Archiv für den 'Musik'-Themenbereich

Rac 3 again

Freitag, 22. Juli 2016

Soeben direkt live auf France Musique vom Festival de Radio France et Montpellier Occitanie 2016 Denis Matsuev, piano, National Youth Orchestra of the USA, Valery Gergiev, direction.

Serge Rachmaninov, Concerto pour piano et orchestre n°3 en ré mineur op.30.

Ich bin alles andere als ein Freund der Ästhetik Rachmaninows. Aber das dritte Klavierkonzert hat mich in letzter Zeit mehrmals heimgesucht, und auch diese Festspielinterpretation brachte mich nicht ins träumerische Wegdriften oder gar zum Wechseln des Radiosenders. Ziemlich packend, das Ganze. – Zuvor hörte ich ab CD Tarkus, das ich letzthin auf Mille der Sennerin Pauline ins Ohr flüsterte. Emerson, (Greg) Lake & Palmer erscheinen in diesem Moment echt schwach gegenüber Rachmaninow – das hätte ich mir vor vierzig Jahren niemals sagen lassen, und es wurde damals echt vielmals versucht.

Sanchez-Chiong und Pelzel mit Clex

Donnerstag, 7. Juli 2016

Gestern Abend live auf SRF 2 Konzert vom 5. Juni 2016 im Stadtcasino Basel mit Ernesto Molinari, Clex (= Clarinet Extended), Basel Sinfonietta, Duncan Ward, Leitung.

Jorge Sanchez-Chiong: Konzert für Kontrabassklarinette (UA).

Michael Pelzel: Konzert für Kontrabassklarinette (UA).

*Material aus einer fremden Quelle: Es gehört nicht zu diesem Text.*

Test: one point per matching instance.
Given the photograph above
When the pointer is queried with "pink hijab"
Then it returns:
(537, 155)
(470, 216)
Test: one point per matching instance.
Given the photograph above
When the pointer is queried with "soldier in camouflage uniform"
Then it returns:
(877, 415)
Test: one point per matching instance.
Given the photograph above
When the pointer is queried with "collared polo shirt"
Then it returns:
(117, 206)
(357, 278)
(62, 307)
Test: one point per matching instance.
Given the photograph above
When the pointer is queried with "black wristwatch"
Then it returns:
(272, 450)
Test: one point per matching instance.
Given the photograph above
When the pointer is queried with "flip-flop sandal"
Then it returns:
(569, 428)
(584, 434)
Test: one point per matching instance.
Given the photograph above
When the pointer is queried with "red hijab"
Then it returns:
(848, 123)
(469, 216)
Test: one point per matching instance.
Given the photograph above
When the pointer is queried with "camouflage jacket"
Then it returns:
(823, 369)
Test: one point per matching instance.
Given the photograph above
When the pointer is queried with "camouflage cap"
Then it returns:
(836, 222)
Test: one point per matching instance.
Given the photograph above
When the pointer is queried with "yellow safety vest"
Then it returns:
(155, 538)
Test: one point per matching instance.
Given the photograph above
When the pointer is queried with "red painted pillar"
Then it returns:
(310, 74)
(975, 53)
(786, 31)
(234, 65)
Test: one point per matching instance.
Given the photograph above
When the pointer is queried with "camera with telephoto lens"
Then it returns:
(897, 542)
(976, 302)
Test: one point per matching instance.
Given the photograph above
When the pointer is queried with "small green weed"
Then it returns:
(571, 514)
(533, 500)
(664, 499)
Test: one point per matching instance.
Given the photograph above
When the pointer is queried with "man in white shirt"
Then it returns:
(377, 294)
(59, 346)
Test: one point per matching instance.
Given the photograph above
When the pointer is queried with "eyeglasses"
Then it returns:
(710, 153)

Zwei Luxusstücke mit einem grossen Zauber, die wiederholt gesendet werden sollten.

Fennessy, Sweat of the sun

Samstag, 2. Juli 2016

Soeben live auf Bayern 4 vom 28. Mai 2016 Münchener Kammerorchester, Leitung: Alexander Liebreich, mit Susann Vent-Wunderlich, Leslie Visco, Sopran; Annette Schönmüller, Alt; Marco Vassalli, Bariton; José Gallisa, Bas.

David Fennessy: „Sweat of the sun“ nach „Eroberung des Nutzlosen“ von Werner Herzog.

Werner Herzog ist mir nur als warme Luft in den Feuilletons bekannt. Diese neue einstündige Oper ist eine der vielen zusätzlichen Aufwärmungen, deren leeres Pathos einen wie immer schon kalt lässt.

Palumbo, Saunders, Manoury

Montag, 27. Juni 2016

Soeben live auf France Musique l’Ensemble Linea sous la direction de Jean-Philippe Wurtz: concert enregistré le jeudi 16 juin 2016 dans la Grande Salle du Centre Pompidou à Paris.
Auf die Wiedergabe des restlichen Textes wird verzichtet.